Tumore al polmone: il vecchio farmaco funziona meglio del nuovo. E costa meno

Pubblicato il 6 Giugno 2012 - 12:16 OLTRE 6 MESI FA

ROMA – Nella cura del cancro ai polmoni, il vecchio farmaco, il “docetaxel”, funziona molto meglio del nuovo, l'”erlotinib”. E del suo gemello il gefintinib”. Ed è molto meno costoso: a parità di trattamento chemioterapico, due mesi, il vecchio costa 890 euro, contro i 2900 euro dei nuovi. Il fatto è che i nuovi arrivati, ispirati alla moderna “target-teraphy” che individua e colpisce il bersaglio molecolare, funziona solo nel 10% dei casi. Nei casi in cui, cioè, il bersaglio è noto. Parliamo dei pazienti con una certa, definita, mutazione genetica.

Mutazione presente nei tumori (cosiddetti non a piccole cellule) che colpiscono i fumatori, mentre tra ex fumatori e non fumatori la mutazione è più rara. Oppure è presente in particolari gruppi etnici, per esempio gli asiatici. Ora si scopre che i test di sperimentazione dell’erlotinib sono stati condotti su gruppi di persone che contavano appunto un numero rilevante di asiatici. Fisiologicamente più sensibili alla mutazione dei caucasici. Lo ha scoperto e portato all’attenzione mondiale una ricercatrice italiana, Marina Garassino. La chiamano per simpatia Amelie come quella del meraviglioso mondo, perché è sempre lì che traffica con pazienti, dati, statistiche, ricerche come non esistesse nient’altro. E meno male, visti i risultati.

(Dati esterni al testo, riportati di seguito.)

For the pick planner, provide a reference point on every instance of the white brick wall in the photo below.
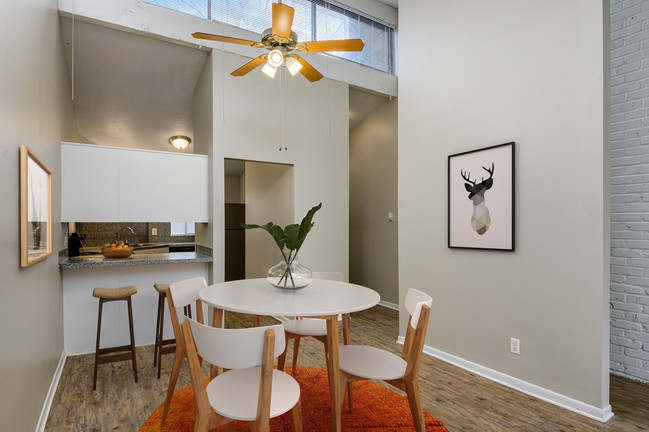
(630, 188)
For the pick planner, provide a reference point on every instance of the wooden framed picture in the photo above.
(481, 198)
(35, 209)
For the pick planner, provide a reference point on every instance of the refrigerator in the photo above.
(235, 242)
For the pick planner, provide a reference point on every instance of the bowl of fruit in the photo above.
(116, 250)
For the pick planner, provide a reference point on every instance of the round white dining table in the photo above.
(321, 298)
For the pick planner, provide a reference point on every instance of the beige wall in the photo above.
(373, 248)
(35, 110)
(269, 198)
(534, 73)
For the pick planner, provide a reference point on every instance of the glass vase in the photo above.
(289, 274)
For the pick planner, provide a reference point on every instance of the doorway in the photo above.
(255, 193)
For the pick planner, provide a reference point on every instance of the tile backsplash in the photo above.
(98, 233)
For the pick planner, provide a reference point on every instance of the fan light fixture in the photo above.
(269, 70)
(293, 65)
(275, 58)
(179, 141)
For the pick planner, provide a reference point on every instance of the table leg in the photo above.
(334, 373)
(347, 340)
(217, 321)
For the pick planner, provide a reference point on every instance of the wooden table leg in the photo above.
(347, 340)
(334, 373)
(217, 321)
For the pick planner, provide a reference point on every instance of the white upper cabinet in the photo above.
(112, 184)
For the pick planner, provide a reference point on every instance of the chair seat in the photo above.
(234, 394)
(114, 293)
(370, 362)
(161, 288)
(306, 327)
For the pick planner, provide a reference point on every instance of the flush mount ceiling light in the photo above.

40 anni, milanese, fa la ricercatrice in Italia. Così la descrive il Corriere della Sera. E’ la stessa scienziata che denunciò l’assenza di terapie del dolore adeguate per la metà delle donne colpite dal cancro al seno nella fase iniziale. Non è uno dei tanti cervelli in fuga, ma all’estero la conoscono tutti. Come a Chicago, dove al mega congresso di oncologia, alla seduta plenaria sul tumore polmonare, il meglio della ricerca internazionale ha accolto le sue conclusioni. Frutto di una ricerca indipendente. “Già all’atto della registrazione, nel 2005, si sapeva che che il farmaco era efficace solo nel 10% dei casi, cioè nei pazienti che presentano una certa mutazione genetica. Ma l’azienda produttrice ha continuato a promuoverlo e gli oncologi a prescriverlo”.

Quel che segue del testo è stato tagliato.